David Brooks, author of pop-sociology books, does not approve of policy arguments based on facts and statistics. Possibly that is because he perceives facts and statistics as an opportunity for dishonest people to work mischief.

In passing, as Brooks explains why we are not seeing a far-left economic agenda from a multimillionaire candidate who previously represented the nation’s capital city of finance in the Senate, he refers to “the more radical policy ideas embraced by the left, such as a blanket tax on the rich.”

For a student of history like Brooks, this is a peculiar turn of phrase: This country has used a progressive income-tax structure, in which the rich pay a higher rate, for more than 100 years now; the top tax rate is a little under 40 percent, well below the rates from FDR’s presidency through Reagan’s first term. Raising taxes on the rich is, historically, the most mainstream and straightforward way to fund government programs that benefit the non-rich.

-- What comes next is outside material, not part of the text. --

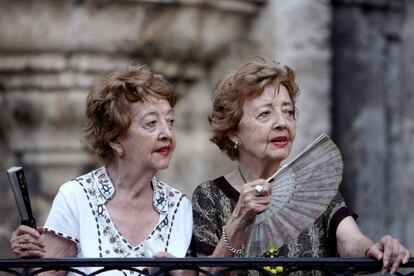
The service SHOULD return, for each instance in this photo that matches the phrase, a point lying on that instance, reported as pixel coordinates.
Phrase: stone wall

But David Brooks is writing on behalf of the Republican Party, and the party is now built around opposition to traditional norms of taxation. So taxing the rich is ruled out entirely—it is an idea from “the class warfare fever swamps.”

Does this mean that David Brooks supports Hillary Clinton’s moderation? As a habitue of the Northeast Corridor, a bookable Thought Leader, does he endorse her “wonky authenticity”?

“She has echoes of Hubert Humphrey or George McGovern in her voice,” he writes, “or a more liberal Michael Dukakis.”

A more liberal Michael Dukakis. Looking back through history, with an intellectual detachment, David Brooks identifies the current Democratic favorite with three Democratic candidates who collected an average of 106 1/3 electoral votes and lost an average of 42 states apiece.

Clinton is, he concludes, committed to “neopaleoliberalism”:

As a neopaleoliberal, Hillary Clinton used her kickoff economic address to embrace the idea that government can write rules to govern how much companies pay their workers. Government can direct investors toward more sensible long-term investments. Government can refashion the way companies distribute equity in their companies. Government can determine how companies should structure and manage themselves. “We’ll ensure that no firm is too complex to manage and oversee,” Clinton declared. One pictures squads of Federal Simplicity Enforcers roaming through the corridors of Midtown Manhattan telling C.E.O.s when their outfits are too mind-boggling.

Does one picture that? Jackbooted bureaucrats forcing central planning on dynamic American businesspeople? Or does one want other people to picture that?

“Personally I find this faith epistemologically naive,” Brooks writes. He has judiciously examined the beliefs he assigns to Hillary Clinton—a rampaging blind confidence that the government can dictate the best way to do everything—and found them unsatisfactory. “Clinton’s unchastened faith in the power of government planning is not shared by most voters,” Brooks writes. Not that he’s trying to tell anyone which way to vote!